Williams Okofo-Dateh is a Ghanaian politician and member of parliament for the Jaman South constituency in the Bono region of Ghana.

== Early life and education ==
Williams was born on 15 October 1981 and hails from Drobo Faaman in the Bono region of Ghana. He had his basic education in 1993 and had his SSSCE in General Arts in 1996. He also had his certificate in Education in 2001 and his Degree in Education in Population and Family Life in 2007 and further had his master's degree in International Relations and Aid in 2010.

== Career ==
Williams is a farmer.

=== Political career ===
He is a member of NDC and currently the MP for Jaman South Constituency.
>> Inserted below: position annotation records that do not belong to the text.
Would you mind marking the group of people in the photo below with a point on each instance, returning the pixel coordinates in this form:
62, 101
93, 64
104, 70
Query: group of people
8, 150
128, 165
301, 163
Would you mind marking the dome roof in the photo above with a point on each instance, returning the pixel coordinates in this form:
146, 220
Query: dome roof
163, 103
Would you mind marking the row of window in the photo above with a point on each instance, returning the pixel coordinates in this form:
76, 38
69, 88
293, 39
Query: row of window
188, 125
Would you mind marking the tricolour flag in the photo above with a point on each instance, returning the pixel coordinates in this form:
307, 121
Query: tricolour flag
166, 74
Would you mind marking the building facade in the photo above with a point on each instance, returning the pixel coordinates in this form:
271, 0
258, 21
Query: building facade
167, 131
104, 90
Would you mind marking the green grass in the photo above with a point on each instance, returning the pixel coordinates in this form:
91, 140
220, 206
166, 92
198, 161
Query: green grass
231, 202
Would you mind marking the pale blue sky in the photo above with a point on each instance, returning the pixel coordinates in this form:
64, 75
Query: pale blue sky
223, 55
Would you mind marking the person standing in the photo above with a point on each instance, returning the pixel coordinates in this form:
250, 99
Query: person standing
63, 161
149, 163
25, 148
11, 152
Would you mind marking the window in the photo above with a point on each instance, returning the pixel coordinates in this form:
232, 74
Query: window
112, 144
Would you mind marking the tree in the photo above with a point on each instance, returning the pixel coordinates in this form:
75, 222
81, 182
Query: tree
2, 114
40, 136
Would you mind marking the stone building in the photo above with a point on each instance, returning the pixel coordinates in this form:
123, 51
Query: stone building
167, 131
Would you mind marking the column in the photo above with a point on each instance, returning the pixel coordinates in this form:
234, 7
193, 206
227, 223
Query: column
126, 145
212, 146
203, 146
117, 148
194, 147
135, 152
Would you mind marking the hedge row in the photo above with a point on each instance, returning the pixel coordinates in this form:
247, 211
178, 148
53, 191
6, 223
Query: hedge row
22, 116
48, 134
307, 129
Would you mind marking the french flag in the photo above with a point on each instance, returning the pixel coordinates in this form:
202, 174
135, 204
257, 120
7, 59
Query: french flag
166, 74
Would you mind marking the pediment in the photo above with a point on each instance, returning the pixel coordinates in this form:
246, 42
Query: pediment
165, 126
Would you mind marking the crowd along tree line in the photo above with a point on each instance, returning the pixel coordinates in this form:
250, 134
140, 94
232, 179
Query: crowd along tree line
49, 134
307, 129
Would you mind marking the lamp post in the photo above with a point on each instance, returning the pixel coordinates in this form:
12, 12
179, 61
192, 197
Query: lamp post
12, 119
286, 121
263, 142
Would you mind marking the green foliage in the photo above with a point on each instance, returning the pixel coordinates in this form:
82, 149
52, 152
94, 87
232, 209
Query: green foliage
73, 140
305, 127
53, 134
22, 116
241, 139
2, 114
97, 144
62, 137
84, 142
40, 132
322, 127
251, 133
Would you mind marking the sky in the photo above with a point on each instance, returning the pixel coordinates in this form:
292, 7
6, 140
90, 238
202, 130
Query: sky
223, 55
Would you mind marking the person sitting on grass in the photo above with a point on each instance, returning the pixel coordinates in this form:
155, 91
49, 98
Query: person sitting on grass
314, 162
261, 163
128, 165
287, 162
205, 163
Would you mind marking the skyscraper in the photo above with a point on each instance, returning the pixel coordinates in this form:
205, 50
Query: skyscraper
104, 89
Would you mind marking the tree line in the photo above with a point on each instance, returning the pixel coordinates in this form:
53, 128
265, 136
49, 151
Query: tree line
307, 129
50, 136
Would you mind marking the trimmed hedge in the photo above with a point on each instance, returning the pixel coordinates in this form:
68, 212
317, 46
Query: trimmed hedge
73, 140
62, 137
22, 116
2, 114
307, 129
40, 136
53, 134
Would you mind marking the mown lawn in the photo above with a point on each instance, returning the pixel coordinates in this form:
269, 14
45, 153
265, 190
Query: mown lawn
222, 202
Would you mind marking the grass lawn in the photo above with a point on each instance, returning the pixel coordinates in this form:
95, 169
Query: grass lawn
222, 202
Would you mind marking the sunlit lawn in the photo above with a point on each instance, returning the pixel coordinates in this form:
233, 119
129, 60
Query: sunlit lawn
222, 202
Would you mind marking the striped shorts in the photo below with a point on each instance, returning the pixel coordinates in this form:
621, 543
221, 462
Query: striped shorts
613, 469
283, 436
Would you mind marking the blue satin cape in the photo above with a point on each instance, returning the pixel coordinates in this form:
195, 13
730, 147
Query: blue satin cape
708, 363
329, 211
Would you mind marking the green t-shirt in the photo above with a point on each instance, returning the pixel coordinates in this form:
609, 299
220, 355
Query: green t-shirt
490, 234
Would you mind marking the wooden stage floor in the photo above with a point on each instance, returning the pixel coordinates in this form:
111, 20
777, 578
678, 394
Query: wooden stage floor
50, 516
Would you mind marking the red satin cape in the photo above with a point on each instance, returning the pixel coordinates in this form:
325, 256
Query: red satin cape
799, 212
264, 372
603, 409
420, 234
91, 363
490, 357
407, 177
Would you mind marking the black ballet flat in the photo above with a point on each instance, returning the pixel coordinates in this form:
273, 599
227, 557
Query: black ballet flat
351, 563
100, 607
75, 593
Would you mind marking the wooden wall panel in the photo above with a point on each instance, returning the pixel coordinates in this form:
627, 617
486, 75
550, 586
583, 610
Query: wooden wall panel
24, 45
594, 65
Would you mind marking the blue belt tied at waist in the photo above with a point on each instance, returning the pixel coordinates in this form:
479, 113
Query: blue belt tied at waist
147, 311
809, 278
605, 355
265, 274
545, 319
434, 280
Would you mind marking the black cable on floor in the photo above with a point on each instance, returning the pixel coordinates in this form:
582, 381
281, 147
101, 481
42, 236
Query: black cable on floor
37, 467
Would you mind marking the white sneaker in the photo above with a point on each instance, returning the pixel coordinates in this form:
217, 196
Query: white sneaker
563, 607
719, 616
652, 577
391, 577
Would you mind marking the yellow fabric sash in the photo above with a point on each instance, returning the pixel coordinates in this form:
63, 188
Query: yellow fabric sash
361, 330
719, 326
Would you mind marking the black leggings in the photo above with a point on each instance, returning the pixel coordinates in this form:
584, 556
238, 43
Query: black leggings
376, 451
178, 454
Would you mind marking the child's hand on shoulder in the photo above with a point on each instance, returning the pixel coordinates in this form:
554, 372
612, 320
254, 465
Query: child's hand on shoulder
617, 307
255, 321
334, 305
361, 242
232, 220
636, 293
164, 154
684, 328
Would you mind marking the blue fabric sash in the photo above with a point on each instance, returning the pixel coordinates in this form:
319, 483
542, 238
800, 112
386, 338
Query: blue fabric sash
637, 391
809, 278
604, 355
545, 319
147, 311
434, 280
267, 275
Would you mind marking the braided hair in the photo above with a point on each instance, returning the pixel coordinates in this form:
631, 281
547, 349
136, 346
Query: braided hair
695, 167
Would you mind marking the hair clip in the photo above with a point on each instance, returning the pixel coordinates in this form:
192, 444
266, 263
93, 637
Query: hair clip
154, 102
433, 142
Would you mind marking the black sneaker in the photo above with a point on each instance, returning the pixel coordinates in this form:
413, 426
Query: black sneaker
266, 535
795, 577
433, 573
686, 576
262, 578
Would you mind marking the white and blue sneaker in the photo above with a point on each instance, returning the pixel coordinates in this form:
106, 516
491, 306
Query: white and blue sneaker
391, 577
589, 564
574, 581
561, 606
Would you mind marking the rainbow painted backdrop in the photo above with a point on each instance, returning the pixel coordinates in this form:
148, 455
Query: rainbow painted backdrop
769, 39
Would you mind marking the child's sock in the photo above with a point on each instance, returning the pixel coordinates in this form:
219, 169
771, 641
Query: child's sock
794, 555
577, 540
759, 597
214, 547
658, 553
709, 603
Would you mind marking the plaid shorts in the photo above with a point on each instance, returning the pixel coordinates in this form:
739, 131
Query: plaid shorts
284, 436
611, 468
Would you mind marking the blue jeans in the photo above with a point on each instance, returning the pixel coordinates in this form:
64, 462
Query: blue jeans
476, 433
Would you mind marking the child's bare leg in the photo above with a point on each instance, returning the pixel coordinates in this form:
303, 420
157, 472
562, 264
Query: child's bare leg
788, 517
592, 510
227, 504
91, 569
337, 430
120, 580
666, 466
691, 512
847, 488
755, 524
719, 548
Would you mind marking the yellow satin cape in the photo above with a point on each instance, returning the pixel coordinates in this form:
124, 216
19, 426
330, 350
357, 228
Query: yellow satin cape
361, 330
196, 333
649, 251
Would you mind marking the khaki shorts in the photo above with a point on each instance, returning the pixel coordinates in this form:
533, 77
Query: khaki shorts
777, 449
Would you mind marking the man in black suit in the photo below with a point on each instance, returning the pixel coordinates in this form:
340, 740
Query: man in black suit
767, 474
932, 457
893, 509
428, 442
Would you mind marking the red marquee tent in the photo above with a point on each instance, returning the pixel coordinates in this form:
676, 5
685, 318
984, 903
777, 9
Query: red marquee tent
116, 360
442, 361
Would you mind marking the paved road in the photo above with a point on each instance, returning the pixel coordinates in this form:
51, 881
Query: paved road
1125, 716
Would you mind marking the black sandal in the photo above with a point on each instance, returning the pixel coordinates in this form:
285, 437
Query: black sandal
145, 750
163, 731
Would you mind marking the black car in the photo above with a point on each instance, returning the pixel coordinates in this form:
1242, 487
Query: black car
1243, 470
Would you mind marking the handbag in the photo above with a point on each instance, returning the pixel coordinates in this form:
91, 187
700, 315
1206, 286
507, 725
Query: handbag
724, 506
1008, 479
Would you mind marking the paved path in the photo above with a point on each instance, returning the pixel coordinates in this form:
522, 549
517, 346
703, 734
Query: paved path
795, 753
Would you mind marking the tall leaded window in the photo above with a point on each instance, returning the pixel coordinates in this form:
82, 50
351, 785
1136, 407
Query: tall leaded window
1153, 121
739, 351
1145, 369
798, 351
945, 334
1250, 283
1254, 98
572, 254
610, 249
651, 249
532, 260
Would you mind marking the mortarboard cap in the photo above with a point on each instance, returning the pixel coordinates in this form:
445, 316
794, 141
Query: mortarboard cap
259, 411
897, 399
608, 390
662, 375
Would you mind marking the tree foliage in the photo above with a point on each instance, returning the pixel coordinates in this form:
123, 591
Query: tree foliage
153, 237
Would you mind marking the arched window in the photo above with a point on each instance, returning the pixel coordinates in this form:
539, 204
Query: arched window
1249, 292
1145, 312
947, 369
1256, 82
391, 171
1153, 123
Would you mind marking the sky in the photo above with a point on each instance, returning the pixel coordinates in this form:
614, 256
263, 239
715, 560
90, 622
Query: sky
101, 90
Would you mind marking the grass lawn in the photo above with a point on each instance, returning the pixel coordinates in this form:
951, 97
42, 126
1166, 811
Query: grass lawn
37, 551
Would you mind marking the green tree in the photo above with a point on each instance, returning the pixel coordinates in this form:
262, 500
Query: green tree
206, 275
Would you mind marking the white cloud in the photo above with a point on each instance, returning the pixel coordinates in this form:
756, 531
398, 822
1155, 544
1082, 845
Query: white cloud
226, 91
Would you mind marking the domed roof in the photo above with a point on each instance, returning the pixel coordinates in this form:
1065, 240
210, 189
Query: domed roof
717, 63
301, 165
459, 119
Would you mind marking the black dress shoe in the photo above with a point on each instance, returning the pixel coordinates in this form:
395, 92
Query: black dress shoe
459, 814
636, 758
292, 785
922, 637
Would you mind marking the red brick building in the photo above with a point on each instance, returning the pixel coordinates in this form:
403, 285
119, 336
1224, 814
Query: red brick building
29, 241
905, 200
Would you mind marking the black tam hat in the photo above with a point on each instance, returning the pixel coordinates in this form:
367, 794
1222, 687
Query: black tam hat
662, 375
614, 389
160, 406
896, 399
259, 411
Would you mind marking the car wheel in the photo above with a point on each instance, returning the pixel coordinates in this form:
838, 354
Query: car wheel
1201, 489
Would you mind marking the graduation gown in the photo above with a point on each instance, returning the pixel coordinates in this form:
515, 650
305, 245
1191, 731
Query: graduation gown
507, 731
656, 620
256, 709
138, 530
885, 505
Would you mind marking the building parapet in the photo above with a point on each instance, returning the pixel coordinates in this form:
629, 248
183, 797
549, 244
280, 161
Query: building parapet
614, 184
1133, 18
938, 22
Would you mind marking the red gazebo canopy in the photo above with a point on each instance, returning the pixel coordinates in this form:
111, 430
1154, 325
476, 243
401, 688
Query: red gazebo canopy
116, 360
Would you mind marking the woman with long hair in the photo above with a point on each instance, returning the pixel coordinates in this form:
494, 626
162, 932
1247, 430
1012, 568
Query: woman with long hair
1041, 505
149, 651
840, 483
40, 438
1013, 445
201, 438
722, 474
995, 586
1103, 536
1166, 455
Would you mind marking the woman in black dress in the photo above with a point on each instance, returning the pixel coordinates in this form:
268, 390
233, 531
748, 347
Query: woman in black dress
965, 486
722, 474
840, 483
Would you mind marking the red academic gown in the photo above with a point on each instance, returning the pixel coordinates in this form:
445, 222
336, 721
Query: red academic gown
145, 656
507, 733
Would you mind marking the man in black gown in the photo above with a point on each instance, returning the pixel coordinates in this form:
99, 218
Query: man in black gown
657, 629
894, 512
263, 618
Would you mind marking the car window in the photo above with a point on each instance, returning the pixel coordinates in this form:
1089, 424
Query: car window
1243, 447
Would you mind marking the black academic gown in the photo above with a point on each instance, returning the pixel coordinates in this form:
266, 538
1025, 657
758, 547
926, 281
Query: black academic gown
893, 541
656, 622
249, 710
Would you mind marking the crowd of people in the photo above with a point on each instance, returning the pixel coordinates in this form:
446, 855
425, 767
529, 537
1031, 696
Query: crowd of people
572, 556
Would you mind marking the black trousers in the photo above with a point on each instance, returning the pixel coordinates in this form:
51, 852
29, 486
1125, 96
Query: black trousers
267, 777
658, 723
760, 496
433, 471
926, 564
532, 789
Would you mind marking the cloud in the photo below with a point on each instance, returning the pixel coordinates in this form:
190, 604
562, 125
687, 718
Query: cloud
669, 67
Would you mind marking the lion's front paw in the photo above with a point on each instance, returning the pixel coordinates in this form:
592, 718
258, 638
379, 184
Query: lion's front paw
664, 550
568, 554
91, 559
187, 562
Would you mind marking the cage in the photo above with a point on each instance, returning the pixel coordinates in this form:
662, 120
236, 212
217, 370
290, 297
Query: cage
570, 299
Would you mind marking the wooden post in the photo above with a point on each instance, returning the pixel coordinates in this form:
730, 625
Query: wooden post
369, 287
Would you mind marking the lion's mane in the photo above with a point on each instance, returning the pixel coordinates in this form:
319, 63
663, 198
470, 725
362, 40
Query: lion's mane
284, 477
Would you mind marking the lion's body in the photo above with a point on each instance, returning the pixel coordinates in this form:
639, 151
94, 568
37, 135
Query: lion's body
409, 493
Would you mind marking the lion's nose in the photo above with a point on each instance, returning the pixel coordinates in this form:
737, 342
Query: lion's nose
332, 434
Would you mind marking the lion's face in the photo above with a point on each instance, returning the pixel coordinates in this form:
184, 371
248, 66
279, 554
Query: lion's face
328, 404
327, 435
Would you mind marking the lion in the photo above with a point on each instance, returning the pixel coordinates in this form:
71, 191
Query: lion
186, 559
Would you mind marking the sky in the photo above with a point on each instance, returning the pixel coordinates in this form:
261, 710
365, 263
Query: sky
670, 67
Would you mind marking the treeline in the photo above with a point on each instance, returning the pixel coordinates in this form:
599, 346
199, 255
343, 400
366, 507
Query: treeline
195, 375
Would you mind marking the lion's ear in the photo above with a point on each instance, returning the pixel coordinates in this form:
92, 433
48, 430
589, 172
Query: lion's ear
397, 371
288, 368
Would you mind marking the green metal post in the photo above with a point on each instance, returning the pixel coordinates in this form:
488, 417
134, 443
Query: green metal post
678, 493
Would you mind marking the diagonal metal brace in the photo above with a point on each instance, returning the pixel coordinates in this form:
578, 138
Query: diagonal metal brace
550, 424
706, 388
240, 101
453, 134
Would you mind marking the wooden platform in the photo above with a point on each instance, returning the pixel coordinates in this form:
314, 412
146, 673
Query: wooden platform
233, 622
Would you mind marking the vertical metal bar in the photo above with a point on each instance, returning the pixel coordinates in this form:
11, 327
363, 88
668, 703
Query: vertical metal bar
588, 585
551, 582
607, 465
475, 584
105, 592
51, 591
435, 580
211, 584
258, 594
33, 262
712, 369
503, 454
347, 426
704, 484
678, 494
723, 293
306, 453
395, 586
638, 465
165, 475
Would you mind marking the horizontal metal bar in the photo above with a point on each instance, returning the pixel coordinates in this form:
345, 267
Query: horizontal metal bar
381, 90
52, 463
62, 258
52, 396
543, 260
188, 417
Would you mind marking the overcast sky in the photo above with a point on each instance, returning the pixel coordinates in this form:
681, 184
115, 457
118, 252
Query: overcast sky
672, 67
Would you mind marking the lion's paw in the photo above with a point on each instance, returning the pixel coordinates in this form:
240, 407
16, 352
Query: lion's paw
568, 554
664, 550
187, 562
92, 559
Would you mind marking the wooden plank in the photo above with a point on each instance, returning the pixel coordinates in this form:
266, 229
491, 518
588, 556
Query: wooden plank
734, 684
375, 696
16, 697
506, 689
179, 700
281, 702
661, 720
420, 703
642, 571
He won the parliamentary seat with 24,422 votes whilst the incumbent Yaw Afful had 22,519 votes and the CPP parliamentary aspirant Samuel Boadu had 165 votes.

=== Committees ===
He is a member of the Judiciary Committee and also a member of the Foreign Affairs Committee.

== Personal life ==
Williams is a Christian.

== Philanthropy ==
In June 2021, Williams started a rice production project in the Jaman South constituency to engage youth in the cultivation of rice using modern farming technologies, marketing and packaging innovations. He presented 33 bags of 45 kilograms of rice seeds, a box of Wellington boots and three boxes of weedicide to the Aboukrom Rice Farmers Association.